One of the biggest design issues in D3 was its itemization (which as former game director Josh Mosqueira later confirmed, was something they ended up simplifying since the game was going to be marketed at a wider audience and the items themselves needed to be easier to understand).

So it goes without saying that this is something that will be a design challenge where it won’t be as dumbed down while at the same time, not being overly complex.  Dialing this in is still going to be key since that will determine how the rest of the systems (like Talents, Skill Tree, and Rune Words) synergize with each other and the actual items in order to really provide the sort of deep character customization experience (when it comes to builds) that players are looking for in this genre.

The following is a screenshot of the current itemization in D4 but it’s currently hard to determine (until the systems panel and Q&A’s take place on Saturday) if this is just a simple placeholder (adapted from D3) or if this is the actual road they are heading down (if it’s the latter, then it is going to be rather bland since it looks even more simplified; main stat has been removed for example).  According to what I’ve heard, David Kim (who was previously with the StarCraft II team and was in charge of balancing), is part of the D4 team and might be working on this portion of the game…

I still believe the company has a lack of ARPG braintrust in their design teams and why I feel that having any of the previous D3 lead designers associated with D4 (in a similar capacity), will result in them making the same mistakes.
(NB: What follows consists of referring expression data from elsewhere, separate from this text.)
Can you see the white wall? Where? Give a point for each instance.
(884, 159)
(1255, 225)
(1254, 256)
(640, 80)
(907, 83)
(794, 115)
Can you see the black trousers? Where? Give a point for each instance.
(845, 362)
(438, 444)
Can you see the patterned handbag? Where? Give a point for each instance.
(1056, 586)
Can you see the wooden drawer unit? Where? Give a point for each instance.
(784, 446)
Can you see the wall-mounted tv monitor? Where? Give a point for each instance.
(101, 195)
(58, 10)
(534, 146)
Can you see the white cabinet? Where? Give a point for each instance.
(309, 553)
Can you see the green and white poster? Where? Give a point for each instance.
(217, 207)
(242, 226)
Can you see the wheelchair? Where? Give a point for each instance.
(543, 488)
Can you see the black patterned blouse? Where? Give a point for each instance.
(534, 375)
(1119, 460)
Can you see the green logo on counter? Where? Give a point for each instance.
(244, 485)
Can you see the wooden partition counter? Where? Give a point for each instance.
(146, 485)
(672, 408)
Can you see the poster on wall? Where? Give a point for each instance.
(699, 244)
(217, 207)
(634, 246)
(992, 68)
The unveil was of course tagged with a catch phrase; “return to darkness” which revolves around medieval/gothic themes instead of high fantasy with not just a dark/moody world, but one that has characters that don’t go over the top when it comes to their effects (which would undermine that sense of darkness) and stories that aren’t always one where good wins.
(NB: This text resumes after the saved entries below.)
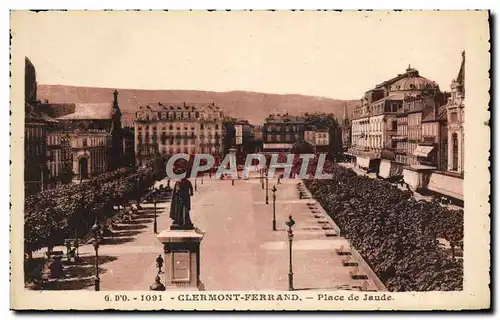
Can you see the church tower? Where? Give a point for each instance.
(116, 133)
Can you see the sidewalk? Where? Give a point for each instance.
(240, 251)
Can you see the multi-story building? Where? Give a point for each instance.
(280, 132)
(455, 110)
(346, 130)
(434, 144)
(34, 135)
(375, 133)
(88, 119)
(128, 147)
(168, 128)
(59, 157)
(91, 150)
(318, 137)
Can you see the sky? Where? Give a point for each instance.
(329, 54)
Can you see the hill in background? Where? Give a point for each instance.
(252, 106)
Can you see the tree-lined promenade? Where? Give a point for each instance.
(395, 234)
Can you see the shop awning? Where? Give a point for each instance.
(423, 151)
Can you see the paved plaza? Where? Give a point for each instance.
(239, 251)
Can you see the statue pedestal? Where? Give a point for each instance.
(182, 259)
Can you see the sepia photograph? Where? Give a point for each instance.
(250, 160)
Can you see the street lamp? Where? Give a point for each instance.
(96, 231)
(158, 286)
(262, 178)
(267, 190)
(155, 223)
(290, 224)
(274, 207)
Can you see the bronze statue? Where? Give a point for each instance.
(181, 205)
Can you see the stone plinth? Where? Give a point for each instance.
(182, 259)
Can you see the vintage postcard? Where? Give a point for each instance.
(250, 160)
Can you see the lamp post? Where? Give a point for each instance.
(261, 178)
(96, 231)
(267, 190)
(158, 286)
(274, 207)
(290, 224)
(155, 223)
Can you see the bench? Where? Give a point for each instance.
(342, 251)
(349, 262)
(72, 245)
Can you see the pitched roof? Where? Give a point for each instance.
(183, 106)
(90, 111)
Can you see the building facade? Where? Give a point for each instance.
(90, 150)
(280, 132)
(35, 135)
(59, 158)
(346, 130)
(376, 134)
(167, 128)
(318, 137)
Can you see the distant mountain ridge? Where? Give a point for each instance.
(252, 106)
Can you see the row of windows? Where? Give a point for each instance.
(177, 115)
(179, 127)
(36, 132)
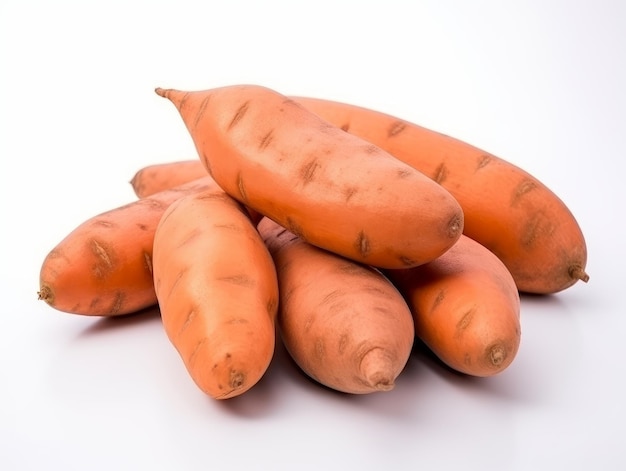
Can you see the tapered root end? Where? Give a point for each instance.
(378, 370)
(577, 272)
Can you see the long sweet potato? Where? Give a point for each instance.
(104, 266)
(333, 189)
(217, 291)
(466, 308)
(506, 209)
(342, 322)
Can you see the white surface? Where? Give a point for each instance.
(539, 83)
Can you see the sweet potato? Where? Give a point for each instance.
(506, 209)
(342, 322)
(466, 308)
(104, 266)
(217, 291)
(158, 177)
(332, 189)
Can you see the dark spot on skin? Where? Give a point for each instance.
(496, 354)
(441, 173)
(207, 164)
(307, 171)
(396, 128)
(266, 140)
(349, 193)
(201, 110)
(118, 302)
(237, 379)
(344, 341)
(440, 297)
(330, 297)
(405, 172)
(483, 161)
(407, 261)
(239, 114)
(362, 245)
(188, 320)
(240, 280)
(464, 322)
(147, 260)
(272, 306)
(522, 189)
(176, 281)
(455, 226)
(104, 260)
(241, 187)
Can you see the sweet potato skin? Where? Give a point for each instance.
(217, 291)
(333, 189)
(343, 323)
(506, 209)
(466, 308)
(104, 266)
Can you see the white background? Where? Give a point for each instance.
(539, 83)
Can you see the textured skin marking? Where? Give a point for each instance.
(464, 322)
(239, 114)
(521, 190)
(363, 245)
(483, 161)
(396, 128)
(201, 109)
(241, 188)
(440, 297)
(266, 140)
(240, 280)
(441, 173)
(307, 171)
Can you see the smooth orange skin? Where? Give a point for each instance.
(342, 322)
(506, 209)
(163, 176)
(333, 189)
(217, 291)
(466, 308)
(104, 266)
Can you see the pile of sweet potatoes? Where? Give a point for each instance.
(345, 233)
After awhile, I felt they were taking some of the criticism levied at D3 (not being as dark as D1 or D2) way too literally similar to how D3 designers would say something to the effect about “epic loot” while they missed the mark on the entire reward and trading loop (due to the original auction house, how that impacted the original drop system with layers of RNG involved in what was a poor itemization system that itself, was tied to an on rails skill system.  Even something like taking inspiration from D2’s character select screen (with the campfire) didn’t even evoke a sense of nostalgia for me (maybe it did for others) because bottomline, these are superficial things; a facade.  What makes an ARPG tick are the underlying systems including the effort/reward loop.
To be fair, this leadership are checking off some of the boxes; the darker/grittier theme, the non-linear story/questing, the open (and seamless) shared world, the ability to complete the main story/objectives solo, going back to a more traditional skill tree system.  But this all needs to be brought together with an itemization system that has synergy with a characters development (like what sort of leveling and progression will be implemented for example).
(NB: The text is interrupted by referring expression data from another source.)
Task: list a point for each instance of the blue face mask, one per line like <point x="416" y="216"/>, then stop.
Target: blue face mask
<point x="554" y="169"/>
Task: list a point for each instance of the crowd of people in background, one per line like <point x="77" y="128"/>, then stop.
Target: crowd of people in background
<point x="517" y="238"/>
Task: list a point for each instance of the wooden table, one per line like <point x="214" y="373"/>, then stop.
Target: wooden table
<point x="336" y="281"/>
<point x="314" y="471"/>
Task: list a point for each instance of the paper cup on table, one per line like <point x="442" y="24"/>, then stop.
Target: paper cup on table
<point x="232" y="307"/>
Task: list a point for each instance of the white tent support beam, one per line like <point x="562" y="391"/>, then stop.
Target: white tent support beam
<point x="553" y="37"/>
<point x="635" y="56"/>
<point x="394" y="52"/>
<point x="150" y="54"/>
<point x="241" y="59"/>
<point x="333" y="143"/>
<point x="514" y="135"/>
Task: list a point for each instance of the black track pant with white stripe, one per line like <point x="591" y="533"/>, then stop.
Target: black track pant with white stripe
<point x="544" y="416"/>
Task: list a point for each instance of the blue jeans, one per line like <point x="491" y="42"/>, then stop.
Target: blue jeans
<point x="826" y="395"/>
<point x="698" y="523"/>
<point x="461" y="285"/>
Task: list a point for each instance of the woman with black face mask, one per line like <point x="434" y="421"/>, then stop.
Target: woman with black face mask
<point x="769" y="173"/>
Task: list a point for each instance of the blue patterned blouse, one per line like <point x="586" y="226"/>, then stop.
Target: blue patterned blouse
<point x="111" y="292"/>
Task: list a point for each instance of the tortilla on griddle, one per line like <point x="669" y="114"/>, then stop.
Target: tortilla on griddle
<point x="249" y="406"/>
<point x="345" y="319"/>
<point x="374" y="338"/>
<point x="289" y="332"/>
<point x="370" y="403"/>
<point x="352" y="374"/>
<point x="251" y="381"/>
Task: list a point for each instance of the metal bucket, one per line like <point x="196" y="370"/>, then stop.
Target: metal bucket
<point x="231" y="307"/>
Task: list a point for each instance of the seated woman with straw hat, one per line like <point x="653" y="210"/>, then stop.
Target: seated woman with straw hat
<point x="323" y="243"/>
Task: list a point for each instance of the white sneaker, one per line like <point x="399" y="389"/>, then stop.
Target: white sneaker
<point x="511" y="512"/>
Echtra Games with all of the accumulated ARPG experience in the team that was put together, hasn’t really been able to dial in the horizontal and vertical progression systems (after several iterations and complete overhauls) in Torchlight Frontiers; I’m still not feeling the frontier design as of the most recent update (Update 9).  I know it’s an updated take on a characters level (and trying to evolve beyond the tried and true formula of the standard leveling system which gives attributes and skills points that you assign).  As far as Blizzard goes, this is going to be one of their primary design challenges unless they managed to hire a few designers with prior ARPG experience.